Fallout Shelters Again?

Well talk about daja vu... Public planners in southwest Wyoming's Sweetwater County — a sagebrush expanse roughly the size of Massachusetts — say the contractor hired for the project has told them it intends to build a 22,000-square-foot underground storage vault to store documents. Whose documents exactly? Apparently, the writings of the late L. Ron Hubbard, the Church of Scientology's founder, and other church records. The sale of fallout shelters (or as some of us called them "Fraidie Holes") and fear of nuclear fallout is not anything new. It reached its paranoiac peak in the 1950s, continued in the schizophrenic ‘60s and eased off in the self-satisfying 70s. I grew up as part of the "duck and cover" generation. Duck-and-cover practice was routine in every American schoolhouse. The bomb had become a familiar, unnerving part of our life.

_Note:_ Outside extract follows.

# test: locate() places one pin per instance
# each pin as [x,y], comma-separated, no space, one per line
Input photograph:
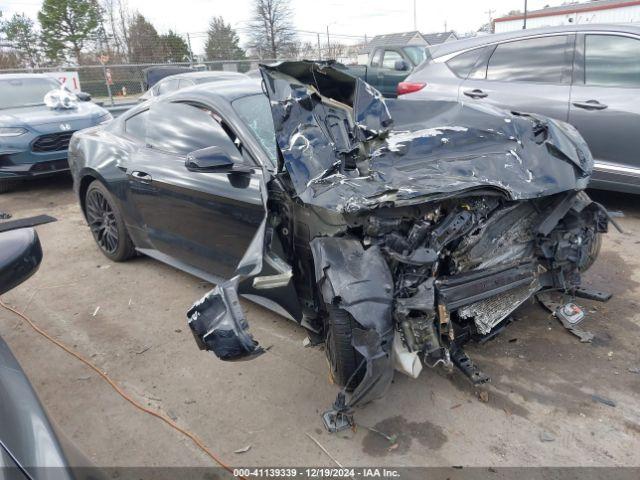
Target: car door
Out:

We were watching nuclear war themes such as: Dr. Strangelove, Or How I Stopped Worrying and Learned to Love the Bomb, The Last Man On Earth, The Day the World Ended and The Atomic Kid at the movies. Even though we had hula-hoops, lava lamps, go-carts and go-go boots, a doomsday mentality prevailed. Some years later, I remember in 62 as my then husband, who was in the military, had to pack his duffle bags and have them sitting in the hallway ready for deployment at a moments notice. Kennedy's speech about the Cuban Crisis was really unnerving to say the least. At that time, we were living just off an Air Force Base in San Antonio in the town of Schertz, one of those places with a bar, a furniture store, a gas station and 13 people that weren't military. As an angry Nikita Khrushchev dispersed Soviet warships to Cuba, a military showdown with the U. S. seemed imminent. We sure didn't sleep much that night and those memories are as clear as the day Kennedy was shot (another unforgettable day and story).







1 Comments:
I remember all these things. Fallout shelters, the cuban crisis, hula hoops, etc. were all a part of our lives back then. I prefer not to go back to being afraid all the time.